Over time we have come to realize that culture is the obstacle, and that culture is the best way to change culture. -- Alyse Nelson, President, Vital Voices
The word "culture" conveys multiple meanings. Alyse Nelson, president of the non-governmental organization Vital Voices, which promotes women's empowerment globally, notes that "culture" in the anthropological sense is often evoked as a rationale for limiting women's roles in society, while "culture," meaning creative expression, can present a vision of an attractive alternative lifestyle or solution that can break the stranglehold of tradition. When Vital Voices works with local partners in different parts of the world to open up opportunities for women and girls, opposition to these changes in society often comes in the form of people saying, "That goes against our culture." Ms. Nelson, who has no arts background, has been surprised to discover that creative expression -- providing a platform for women to tell their own stories -- has the greatest potential to dismantle these cultural barriers.
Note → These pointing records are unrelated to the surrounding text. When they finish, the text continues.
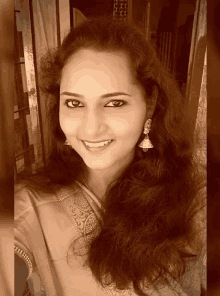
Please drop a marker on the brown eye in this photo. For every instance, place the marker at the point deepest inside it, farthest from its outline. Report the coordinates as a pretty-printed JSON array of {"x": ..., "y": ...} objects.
[
  {"x": 116, "y": 103},
  {"x": 72, "y": 103}
]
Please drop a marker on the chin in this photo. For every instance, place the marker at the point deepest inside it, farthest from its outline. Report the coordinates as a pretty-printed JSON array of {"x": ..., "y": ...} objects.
[{"x": 98, "y": 164}]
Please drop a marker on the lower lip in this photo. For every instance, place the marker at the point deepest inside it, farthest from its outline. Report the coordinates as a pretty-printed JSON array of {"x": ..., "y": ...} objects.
[{"x": 97, "y": 149}]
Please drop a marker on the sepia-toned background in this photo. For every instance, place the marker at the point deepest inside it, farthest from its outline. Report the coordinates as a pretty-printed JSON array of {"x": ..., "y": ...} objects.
[{"x": 177, "y": 29}]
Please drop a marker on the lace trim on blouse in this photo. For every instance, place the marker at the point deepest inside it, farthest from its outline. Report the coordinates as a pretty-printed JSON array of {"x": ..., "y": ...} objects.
[{"x": 26, "y": 259}]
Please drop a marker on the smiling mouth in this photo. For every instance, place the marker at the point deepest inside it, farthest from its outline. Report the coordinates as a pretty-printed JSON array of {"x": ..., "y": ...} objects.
[{"x": 97, "y": 146}]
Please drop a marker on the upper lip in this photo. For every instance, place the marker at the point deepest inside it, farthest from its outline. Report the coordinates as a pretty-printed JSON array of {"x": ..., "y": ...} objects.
[{"x": 96, "y": 141}]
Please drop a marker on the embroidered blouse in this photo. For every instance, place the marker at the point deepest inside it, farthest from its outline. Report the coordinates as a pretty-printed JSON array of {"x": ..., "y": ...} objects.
[{"x": 47, "y": 224}]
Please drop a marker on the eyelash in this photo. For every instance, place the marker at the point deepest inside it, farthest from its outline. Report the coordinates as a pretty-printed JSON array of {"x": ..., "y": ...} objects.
[{"x": 67, "y": 101}]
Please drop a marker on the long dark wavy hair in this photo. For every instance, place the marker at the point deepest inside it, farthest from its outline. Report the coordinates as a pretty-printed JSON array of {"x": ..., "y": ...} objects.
[{"x": 148, "y": 209}]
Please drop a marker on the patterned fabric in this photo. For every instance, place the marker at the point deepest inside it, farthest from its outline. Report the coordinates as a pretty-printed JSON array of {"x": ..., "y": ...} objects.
[
  {"x": 120, "y": 10},
  {"x": 47, "y": 225}
]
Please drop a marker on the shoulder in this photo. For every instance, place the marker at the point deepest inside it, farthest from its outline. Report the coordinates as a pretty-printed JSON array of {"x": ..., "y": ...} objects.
[{"x": 29, "y": 195}]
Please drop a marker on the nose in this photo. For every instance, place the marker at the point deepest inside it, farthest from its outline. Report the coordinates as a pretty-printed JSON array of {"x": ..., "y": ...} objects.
[{"x": 93, "y": 125}]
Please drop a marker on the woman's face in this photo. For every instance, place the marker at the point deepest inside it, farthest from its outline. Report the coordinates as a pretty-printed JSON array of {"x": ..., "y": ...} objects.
[{"x": 98, "y": 103}]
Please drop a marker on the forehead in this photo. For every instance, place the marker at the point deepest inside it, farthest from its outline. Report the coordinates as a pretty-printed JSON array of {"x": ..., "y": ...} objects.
[{"x": 102, "y": 67}]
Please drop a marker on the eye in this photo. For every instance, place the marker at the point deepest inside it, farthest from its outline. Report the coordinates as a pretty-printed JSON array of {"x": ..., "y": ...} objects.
[
  {"x": 116, "y": 103},
  {"x": 72, "y": 103}
]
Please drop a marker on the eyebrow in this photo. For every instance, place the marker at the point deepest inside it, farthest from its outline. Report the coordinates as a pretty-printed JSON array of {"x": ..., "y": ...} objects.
[{"x": 102, "y": 97}]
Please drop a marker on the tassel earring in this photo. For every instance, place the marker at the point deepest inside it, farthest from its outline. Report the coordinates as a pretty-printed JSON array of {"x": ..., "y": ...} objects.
[
  {"x": 146, "y": 143},
  {"x": 67, "y": 143}
]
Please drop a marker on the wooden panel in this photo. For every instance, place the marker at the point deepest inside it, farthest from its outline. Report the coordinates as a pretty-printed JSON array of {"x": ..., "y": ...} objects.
[
  {"x": 196, "y": 60},
  {"x": 24, "y": 25},
  {"x": 64, "y": 13},
  {"x": 78, "y": 17},
  {"x": 45, "y": 37}
]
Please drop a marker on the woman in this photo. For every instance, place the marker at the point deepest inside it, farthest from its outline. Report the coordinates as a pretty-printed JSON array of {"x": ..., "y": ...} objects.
[{"x": 120, "y": 208}]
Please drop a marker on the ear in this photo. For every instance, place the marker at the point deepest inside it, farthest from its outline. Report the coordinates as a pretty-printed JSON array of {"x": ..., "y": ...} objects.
[{"x": 153, "y": 102}]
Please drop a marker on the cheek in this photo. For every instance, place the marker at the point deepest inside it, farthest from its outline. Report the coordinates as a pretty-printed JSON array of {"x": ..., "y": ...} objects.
[
  {"x": 130, "y": 125},
  {"x": 68, "y": 126}
]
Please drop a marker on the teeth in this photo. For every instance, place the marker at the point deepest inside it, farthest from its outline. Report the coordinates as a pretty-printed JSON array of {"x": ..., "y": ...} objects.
[{"x": 97, "y": 144}]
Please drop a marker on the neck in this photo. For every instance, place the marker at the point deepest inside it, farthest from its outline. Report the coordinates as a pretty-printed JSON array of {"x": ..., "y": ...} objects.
[{"x": 99, "y": 180}]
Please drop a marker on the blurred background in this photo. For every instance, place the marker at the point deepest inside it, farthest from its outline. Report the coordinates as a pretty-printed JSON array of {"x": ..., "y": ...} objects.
[{"x": 176, "y": 28}]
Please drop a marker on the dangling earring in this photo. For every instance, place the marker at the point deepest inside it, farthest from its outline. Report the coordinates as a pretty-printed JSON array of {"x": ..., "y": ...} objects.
[
  {"x": 146, "y": 143},
  {"x": 67, "y": 143}
]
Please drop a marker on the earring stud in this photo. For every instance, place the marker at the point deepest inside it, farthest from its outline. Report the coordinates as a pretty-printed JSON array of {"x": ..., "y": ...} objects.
[{"x": 146, "y": 143}]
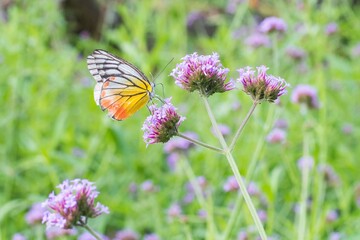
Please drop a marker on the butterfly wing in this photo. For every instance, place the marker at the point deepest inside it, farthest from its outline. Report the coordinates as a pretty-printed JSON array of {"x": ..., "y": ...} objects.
[{"x": 121, "y": 88}]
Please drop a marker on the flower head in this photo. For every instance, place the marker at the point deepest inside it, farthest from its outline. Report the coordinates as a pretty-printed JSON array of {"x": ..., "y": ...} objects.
[
  {"x": 203, "y": 73},
  {"x": 263, "y": 86},
  {"x": 272, "y": 24},
  {"x": 162, "y": 124},
  {"x": 305, "y": 94},
  {"x": 73, "y": 205}
]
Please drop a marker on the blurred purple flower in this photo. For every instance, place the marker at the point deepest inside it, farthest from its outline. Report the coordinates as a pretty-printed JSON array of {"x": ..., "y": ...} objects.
[
  {"x": 148, "y": 186},
  {"x": 73, "y": 205},
  {"x": 172, "y": 160},
  {"x": 201, "y": 181},
  {"x": 332, "y": 216},
  {"x": 231, "y": 184},
  {"x": 296, "y": 53},
  {"x": 232, "y": 5},
  {"x": 347, "y": 128},
  {"x": 126, "y": 234},
  {"x": 203, "y": 73},
  {"x": 305, "y": 94},
  {"x": 242, "y": 235},
  {"x": 35, "y": 214},
  {"x": 305, "y": 163},
  {"x": 257, "y": 40},
  {"x": 253, "y": 189},
  {"x": 335, "y": 236},
  {"x": 179, "y": 144},
  {"x": 151, "y": 236},
  {"x": 276, "y": 136},
  {"x": 357, "y": 195},
  {"x": 355, "y": 51},
  {"x": 262, "y": 215},
  {"x": 331, "y": 28},
  {"x": 174, "y": 211},
  {"x": 55, "y": 232},
  {"x": 331, "y": 178},
  {"x": 162, "y": 124},
  {"x": 263, "y": 86},
  {"x": 202, "y": 214},
  {"x": 88, "y": 236},
  {"x": 272, "y": 24},
  {"x": 18, "y": 236}
]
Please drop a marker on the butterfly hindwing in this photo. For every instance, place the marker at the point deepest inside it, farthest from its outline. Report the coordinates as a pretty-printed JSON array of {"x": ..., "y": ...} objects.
[{"x": 121, "y": 89}]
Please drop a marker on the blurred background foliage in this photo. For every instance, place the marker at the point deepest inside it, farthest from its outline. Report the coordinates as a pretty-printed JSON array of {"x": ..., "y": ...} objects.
[{"x": 52, "y": 130}]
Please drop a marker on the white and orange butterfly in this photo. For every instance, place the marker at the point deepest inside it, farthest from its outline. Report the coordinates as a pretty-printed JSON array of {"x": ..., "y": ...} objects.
[{"x": 121, "y": 88}]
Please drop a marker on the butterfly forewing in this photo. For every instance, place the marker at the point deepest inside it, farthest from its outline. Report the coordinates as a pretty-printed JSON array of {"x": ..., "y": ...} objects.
[{"x": 121, "y": 89}]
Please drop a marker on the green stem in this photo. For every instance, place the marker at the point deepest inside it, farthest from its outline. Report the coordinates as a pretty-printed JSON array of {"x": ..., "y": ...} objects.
[
  {"x": 199, "y": 195},
  {"x": 92, "y": 232},
  {"x": 304, "y": 189},
  {"x": 200, "y": 143},
  {"x": 242, "y": 125},
  {"x": 236, "y": 172}
]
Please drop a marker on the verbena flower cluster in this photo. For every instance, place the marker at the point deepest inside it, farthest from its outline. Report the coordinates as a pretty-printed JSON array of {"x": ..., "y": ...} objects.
[
  {"x": 203, "y": 73},
  {"x": 162, "y": 124},
  {"x": 73, "y": 205},
  {"x": 263, "y": 86}
]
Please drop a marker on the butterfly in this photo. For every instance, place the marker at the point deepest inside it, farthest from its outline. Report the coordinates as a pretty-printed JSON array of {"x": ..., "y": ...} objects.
[{"x": 121, "y": 88}]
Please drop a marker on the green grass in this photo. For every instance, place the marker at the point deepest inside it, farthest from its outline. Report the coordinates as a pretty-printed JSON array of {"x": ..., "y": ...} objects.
[{"x": 52, "y": 130}]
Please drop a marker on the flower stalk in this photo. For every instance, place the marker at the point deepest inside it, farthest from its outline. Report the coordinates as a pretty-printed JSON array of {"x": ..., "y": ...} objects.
[{"x": 236, "y": 172}]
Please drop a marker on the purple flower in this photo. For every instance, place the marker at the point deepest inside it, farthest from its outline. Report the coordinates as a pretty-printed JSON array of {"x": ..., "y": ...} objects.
[
  {"x": 151, "y": 236},
  {"x": 257, "y": 40},
  {"x": 272, "y": 24},
  {"x": 332, "y": 216},
  {"x": 35, "y": 214},
  {"x": 253, "y": 189},
  {"x": 88, "y": 236},
  {"x": 331, "y": 28},
  {"x": 73, "y": 205},
  {"x": 305, "y": 163},
  {"x": 263, "y": 86},
  {"x": 232, "y": 5},
  {"x": 347, "y": 128},
  {"x": 262, "y": 215},
  {"x": 203, "y": 73},
  {"x": 335, "y": 236},
  {"x": 330, "y": 175},
  {"x": 55, "y": 232},
  {"x": 126, "y": 234},
  {"x": 231, "y": 184},
  {"x": 276, "y": 136},
  {"x": 305, "y": 94},
  {"x": 355, "y": 51},
  {"x": 18, "y": 236},
  {"x": 162, "y": 124},
  {"x": 296, "y": 53}
]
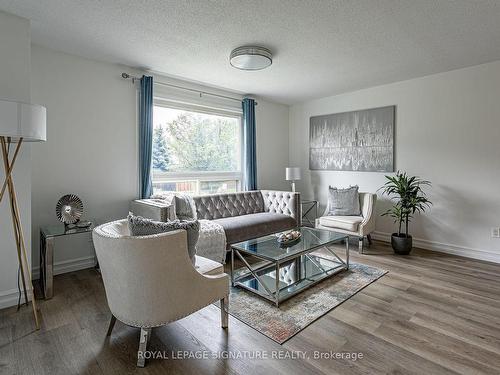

"Seven," a powerful documentary play that tells the stories of seven courageous women leaders within the Vital Voices Global Partnership Network, has electrified audiences in New York, London, and elsewhere. Written by seven American female playwrights, in collaboration with seven woman leaders, "Seven" gives voice to extraordinary women -- such as Muktar Mai, who pressed legal charges against the men who gang-raped her in an act sanctioned by her Pakistani village government. Through "Seven," Vital Voices discovered the truism observed by Nigerian author Wole Soyinka: that culture has the capacity to humanize while politics tends to demonize. If Vital Voices has found an obstacle in "culture," in the anthropological sense of customs and behaviors, it has found a strong ally in "culture," as in creative expression.